La verità è che oggi a Bersani in fondo è andata ancora bene, perché Renzi alla fine della Leopolda non si è candidato (e questo potrebbe costargli caro, chissà). Ma lo farà, presto o tardi, e la verità è che, quando questo succederà, Bersani avrà solo due strade: rifiutare la competizione, appellandosi ai regolamenti più che allo stato delle cose concrete, facendosi rinfacciare paura e debolezza, e non c’è bisogno di spiegare quanto questo sarebbe dannoso per chi guarda al Pd come a un luogo aperto e contendibile, anche solo in termini elettorali. Oppure mettersi in gioco: cosa che equivale all’ammissione implicita che intorno a lui non c’è più la fiducia sufficiente. Solo due ipotesi, quindi, disastrose entrambe.

La verità ultima, tirate le somme di tutto questo, è che Bersani non è in grado di rispondere a tutto quello che sta succedendo, nel Pd e nel Paese. Che forse nemmeno lo capisce, quello che gli succede intorno, per mancanza di volontà o di mentalità. Che non è all’altezza, ed è debole: ed è debole perché non è all’altezza. Che è un peccato, perché ha buttato letteralmente nel cesso il consenso delle primarie che lo elessero, solo due anni fa, in modo orribilmente simile a come fece Veltroni, almeno in questo ricorsivamente uguale. Che nel frattempo non solo non ha convinto chi non lo aveva votato, ma ha perso anche i suoi sostenitori, a tutti i livelli, in un’emorragia che ormai è un fiotto e che è inutile continuare a ignorare. Che tutto questo è oggettivo, tra l’altro, e che non deriva da una visione di parte, da una nota dell’autore, o da un giramento personale: sta succedendo, e persino io lo registro con stupore. Che questa è una tragedia, ovviamente, che arriva nel momento sbagliato, e che si somma ad altre molto più gravi, tipo il Paese che affonda e la mancanza di un’alternativa valida che a questo punto sarebbe meglio avere già a disposizione. Che quindi ci sarebbe ben altro, di cui occuparsi al momento, ma purtroppo questo non sposta la questione di un millimetro.
E la questione è che ci vorrebbe un altro segretario, oltre che un altro candidato.
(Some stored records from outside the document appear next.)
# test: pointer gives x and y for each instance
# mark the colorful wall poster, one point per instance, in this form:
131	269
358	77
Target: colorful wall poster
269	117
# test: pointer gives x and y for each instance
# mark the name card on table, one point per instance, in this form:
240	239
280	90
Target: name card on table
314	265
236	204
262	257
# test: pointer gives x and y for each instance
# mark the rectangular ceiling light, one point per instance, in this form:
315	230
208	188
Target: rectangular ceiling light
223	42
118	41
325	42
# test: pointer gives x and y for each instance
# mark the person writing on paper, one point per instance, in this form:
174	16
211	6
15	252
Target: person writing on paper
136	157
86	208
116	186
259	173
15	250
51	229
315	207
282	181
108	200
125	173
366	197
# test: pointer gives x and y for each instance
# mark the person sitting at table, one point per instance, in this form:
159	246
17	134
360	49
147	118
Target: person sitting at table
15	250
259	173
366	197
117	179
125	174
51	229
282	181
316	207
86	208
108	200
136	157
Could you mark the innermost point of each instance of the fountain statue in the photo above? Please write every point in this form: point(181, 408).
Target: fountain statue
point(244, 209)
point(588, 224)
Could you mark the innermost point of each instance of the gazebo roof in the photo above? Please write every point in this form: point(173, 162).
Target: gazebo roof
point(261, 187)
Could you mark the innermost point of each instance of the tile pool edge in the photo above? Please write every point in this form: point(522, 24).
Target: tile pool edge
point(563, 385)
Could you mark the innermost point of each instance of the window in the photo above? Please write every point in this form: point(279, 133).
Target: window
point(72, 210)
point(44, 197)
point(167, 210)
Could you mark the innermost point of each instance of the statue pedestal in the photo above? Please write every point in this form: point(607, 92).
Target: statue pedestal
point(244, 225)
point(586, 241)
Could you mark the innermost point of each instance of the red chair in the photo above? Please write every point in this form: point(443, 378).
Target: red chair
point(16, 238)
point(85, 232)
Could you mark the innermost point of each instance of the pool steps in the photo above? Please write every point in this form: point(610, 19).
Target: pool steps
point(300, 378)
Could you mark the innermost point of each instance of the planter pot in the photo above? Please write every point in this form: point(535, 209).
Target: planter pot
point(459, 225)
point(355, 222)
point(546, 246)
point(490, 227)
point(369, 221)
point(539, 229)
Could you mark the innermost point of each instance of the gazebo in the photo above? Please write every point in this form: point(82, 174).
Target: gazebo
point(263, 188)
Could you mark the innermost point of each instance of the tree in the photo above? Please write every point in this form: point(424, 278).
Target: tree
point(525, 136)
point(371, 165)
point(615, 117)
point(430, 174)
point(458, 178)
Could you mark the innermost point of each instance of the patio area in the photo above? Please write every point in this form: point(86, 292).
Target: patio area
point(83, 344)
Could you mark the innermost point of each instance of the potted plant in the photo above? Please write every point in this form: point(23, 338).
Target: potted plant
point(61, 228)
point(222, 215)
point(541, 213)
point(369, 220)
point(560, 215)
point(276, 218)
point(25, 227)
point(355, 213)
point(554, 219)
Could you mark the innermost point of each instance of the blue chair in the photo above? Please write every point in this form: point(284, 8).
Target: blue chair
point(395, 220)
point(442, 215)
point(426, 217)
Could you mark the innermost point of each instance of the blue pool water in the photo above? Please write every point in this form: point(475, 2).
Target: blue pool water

  1. Per la serie “la tocco piano” :)

  2. E purtroppo aggiungerei che questa tua lucidissima anche se impietosa analisi, è un dramma per tutti quelli che vorrebbero un’alternativa di sinistra in questo povero paese…a meno di pensare che senza le donne e gli uomini del Pd si possa costruire sta benedetta alternativa.

  3. La verità è che sei uno dei pochi che conosco che ha il coraggio di dire senza mezzi termini come la pensa.
    E io la penso come te ( in questo caso ) !
    Bravo Paolo ! Avanti così !

  4. vabbè paolo ma ormai sei uscito troppo allo scoperto, qualcuno prima o poi dirà che gli stai tirando la volata… ultimamente sei troppo esacerbato nei toni, di questo passo arriviamo col sangue agli occhi al congresso, prendila meglio la salita… a presto. G

  5. Caro Giuseppe non mi pare che il mio post sia esacerbato. Ti assicuro che scrivo cose un po’ diverse, quando mi esacerbo. E non ho il sangue agli occhi, piuttosto le lacrime: perché bisogna essere davvero dei coglioni, col Governo che abbiamo, a ritrovarci a questo punto. Eppure ci siamo, clamorosamente, e quindi chiamiamo le cose col loro nome, diciamo la verità. E questo è quanto, altro che volate.